Il 37enne Cristian Calvagno, arrestato per associazione mafiosa e finito in custodia cautelare in carcere nel novembre del 2024, è stato scarcerato dal giudice per le indagini preliminari di Catania Stefano Montoneri che ha accolto la richiesta dell’avvocato Giuseppe Lipera avanzata per «gravi motivi di salute». Arrestato nell’ambito dell’operazione Meteora, che interessò 18 persone ritenute […]
È in cella per mafia, ma viene scarcerato per «gravi motivi di salute»
Il 37enne Cristian Calvagno, arrestato per associazione mafiosa e finito in custodia cautelare in carcere nel novembre del 2024, è stato scarcerato dal giudice per le indagini preliminari di Catania Stefano Montoneri che ha accolto la richiesta dell’avvocato Giuseppe Lipera avanzata per «gravi motivi di salute».
Arrestato nell’ambito dell’operazione Meteora, che interessò 18 persone ritenute appartenenti al clan Santangelo di Adrano e della frangia del clan Mazzei operante in quel territorio, Calvagno il 20 gennaio ha tentato il suicidio nel carcere di Santa Maria Capua Vetere (a Caserta, in Campania). Era stata la moglie 36enne Cristina Furnari a inviare una implorazione al gip e al procuratore generale di Catania chiedendo di «intervenire per il gravissimo stato di salute di mio marito che sta lentamente morendo». Il gip ha disposto per Calvagno l’obbligo di dimora nel suo paese d’origine (Biancavilla, nel Catanese) e l’obbligo di presentazione alla polizia giudiziaria.
Il provvedimento del giudice arriva dopo numerose richieste, da parte del legale dell’indagato che ha sottolineato il grave stato di salute di Calvagno che lo rende incompatibile con la detenzione in carcere. «Il mio assistito – ha spiegato il penalista – presenta una condizione psicologica gravissima, in quanto gravemente depresso e con un costante senso di colpa nei confronti del figlio minorenne, molto malato, e per il fatto di non poterlo assistere in maniera adeguata. Anche dal punto di vista fisico – ha aggiunto Lipera – ha subito un aggravamento della sua condizione, avendo perso circa quindici chili».

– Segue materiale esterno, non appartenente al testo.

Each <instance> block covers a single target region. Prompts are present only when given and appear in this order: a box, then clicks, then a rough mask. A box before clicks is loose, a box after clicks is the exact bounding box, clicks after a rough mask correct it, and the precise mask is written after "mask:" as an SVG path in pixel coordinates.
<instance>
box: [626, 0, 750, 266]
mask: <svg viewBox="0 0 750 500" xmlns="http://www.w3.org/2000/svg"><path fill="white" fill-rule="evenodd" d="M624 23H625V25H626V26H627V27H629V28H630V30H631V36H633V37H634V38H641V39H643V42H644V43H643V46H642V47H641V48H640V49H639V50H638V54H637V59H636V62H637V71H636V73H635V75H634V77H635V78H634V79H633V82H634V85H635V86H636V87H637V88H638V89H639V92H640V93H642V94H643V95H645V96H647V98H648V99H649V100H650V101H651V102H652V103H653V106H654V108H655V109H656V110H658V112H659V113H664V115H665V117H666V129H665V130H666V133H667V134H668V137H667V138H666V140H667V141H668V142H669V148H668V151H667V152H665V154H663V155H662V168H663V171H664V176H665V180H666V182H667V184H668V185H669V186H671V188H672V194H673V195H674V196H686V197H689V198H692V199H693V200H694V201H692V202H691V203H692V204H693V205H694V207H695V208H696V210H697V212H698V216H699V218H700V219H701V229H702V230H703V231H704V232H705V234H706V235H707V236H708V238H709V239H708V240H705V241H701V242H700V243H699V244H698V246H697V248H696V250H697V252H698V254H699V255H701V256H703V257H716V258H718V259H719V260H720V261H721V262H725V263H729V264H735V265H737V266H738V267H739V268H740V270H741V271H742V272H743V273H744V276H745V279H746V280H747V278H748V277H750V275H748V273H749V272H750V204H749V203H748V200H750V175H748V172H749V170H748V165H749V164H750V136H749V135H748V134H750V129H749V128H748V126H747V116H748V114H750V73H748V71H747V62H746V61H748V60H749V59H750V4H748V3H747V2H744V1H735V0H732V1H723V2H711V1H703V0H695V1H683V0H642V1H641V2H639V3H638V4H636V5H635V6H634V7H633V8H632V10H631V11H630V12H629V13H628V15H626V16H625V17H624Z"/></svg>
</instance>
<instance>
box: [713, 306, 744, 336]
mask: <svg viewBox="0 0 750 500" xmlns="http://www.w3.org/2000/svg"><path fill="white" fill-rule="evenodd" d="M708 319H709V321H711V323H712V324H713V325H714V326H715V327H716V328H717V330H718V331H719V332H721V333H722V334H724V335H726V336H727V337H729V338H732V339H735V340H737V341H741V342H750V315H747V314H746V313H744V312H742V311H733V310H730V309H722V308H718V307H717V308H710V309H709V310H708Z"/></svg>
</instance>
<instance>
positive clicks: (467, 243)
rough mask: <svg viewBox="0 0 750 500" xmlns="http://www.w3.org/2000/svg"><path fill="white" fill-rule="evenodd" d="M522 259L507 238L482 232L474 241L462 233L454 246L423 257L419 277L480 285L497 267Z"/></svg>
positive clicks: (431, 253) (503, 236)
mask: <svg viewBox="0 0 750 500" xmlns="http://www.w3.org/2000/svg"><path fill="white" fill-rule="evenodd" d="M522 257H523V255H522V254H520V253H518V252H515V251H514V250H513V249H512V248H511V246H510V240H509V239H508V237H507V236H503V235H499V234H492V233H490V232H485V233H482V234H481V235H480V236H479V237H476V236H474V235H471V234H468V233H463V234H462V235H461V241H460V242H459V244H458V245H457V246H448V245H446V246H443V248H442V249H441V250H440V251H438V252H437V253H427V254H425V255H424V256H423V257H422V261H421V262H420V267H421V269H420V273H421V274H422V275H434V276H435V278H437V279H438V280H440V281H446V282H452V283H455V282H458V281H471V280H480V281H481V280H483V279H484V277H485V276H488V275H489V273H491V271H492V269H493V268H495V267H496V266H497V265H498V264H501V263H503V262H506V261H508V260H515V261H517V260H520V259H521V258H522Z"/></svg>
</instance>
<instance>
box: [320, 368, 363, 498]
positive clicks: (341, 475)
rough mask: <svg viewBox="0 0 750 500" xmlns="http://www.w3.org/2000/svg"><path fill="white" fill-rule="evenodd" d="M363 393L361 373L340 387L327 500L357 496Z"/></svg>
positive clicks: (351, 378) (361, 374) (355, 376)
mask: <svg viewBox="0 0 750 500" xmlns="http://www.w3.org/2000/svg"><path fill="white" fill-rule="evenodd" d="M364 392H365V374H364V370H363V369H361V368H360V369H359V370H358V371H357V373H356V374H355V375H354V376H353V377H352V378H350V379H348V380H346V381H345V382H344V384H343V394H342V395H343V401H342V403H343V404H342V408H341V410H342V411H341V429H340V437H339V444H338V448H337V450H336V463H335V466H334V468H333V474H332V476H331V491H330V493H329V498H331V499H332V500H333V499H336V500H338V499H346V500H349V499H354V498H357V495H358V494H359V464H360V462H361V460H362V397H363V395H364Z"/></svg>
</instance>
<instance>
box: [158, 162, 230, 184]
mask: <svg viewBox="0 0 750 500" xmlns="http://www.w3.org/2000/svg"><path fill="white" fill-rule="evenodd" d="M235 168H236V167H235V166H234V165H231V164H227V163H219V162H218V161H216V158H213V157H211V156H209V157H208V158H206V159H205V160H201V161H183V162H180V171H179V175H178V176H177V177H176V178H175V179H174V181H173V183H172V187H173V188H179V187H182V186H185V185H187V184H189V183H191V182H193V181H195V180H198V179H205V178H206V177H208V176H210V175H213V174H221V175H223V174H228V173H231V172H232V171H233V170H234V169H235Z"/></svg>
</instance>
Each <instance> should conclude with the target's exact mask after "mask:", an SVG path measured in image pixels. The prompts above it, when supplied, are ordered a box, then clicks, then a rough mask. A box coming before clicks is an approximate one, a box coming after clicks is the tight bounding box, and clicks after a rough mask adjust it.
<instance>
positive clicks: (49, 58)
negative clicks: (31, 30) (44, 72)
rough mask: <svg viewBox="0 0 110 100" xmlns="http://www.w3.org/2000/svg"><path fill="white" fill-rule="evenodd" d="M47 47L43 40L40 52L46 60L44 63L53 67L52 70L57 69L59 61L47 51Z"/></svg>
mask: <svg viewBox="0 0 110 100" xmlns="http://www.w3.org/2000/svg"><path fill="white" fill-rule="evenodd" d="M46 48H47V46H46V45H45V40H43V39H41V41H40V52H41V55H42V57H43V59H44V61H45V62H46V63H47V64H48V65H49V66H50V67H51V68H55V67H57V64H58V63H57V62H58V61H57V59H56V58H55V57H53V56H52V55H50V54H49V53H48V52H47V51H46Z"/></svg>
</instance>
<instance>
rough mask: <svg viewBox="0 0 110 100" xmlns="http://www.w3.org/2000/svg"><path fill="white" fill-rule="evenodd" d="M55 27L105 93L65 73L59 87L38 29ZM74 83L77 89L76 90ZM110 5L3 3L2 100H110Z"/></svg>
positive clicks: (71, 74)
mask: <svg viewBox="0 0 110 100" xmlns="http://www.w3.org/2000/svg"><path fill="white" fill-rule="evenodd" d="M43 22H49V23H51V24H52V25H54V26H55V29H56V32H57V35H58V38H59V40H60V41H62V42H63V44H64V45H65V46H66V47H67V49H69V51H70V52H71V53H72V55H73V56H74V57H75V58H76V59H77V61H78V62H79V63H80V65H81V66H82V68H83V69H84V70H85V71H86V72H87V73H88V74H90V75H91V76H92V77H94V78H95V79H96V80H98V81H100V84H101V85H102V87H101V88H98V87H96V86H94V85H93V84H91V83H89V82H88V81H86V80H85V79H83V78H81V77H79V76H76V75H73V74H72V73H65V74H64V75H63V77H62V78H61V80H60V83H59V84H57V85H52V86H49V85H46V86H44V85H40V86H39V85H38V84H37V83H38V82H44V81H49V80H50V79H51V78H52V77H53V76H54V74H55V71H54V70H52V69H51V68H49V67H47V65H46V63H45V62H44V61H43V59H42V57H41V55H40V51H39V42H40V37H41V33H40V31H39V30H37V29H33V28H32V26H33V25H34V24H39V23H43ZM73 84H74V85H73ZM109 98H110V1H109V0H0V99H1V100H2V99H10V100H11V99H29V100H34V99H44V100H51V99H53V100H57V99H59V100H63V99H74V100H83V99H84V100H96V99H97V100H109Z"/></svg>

Nel provvedimento, il gip segnala che «a questa autorità giudiziaria, nonostante i provvedimenti emessi e gli stessi solleciti anche per le vie brevi, regolarmente annotati dalla cancelleria, è stato impedito di avere piena contezza delle condizioni di salute dell’indagato e dell’andamento dei trattamenti cui era sottoposto» e di «non avere avuto alcun riscontro dal direttore della casa circondariale di Santa Maria Capua Vetere né dal personale sanitario che vi opera». Per questo, il giudice ha disposto il «trasferimento del provvedimento e gli atti collegati alla procura di Santa Maria Capua Vetere e al Dap per le determinazioni di competenza sul direttore del carcere e sul personale sanitario».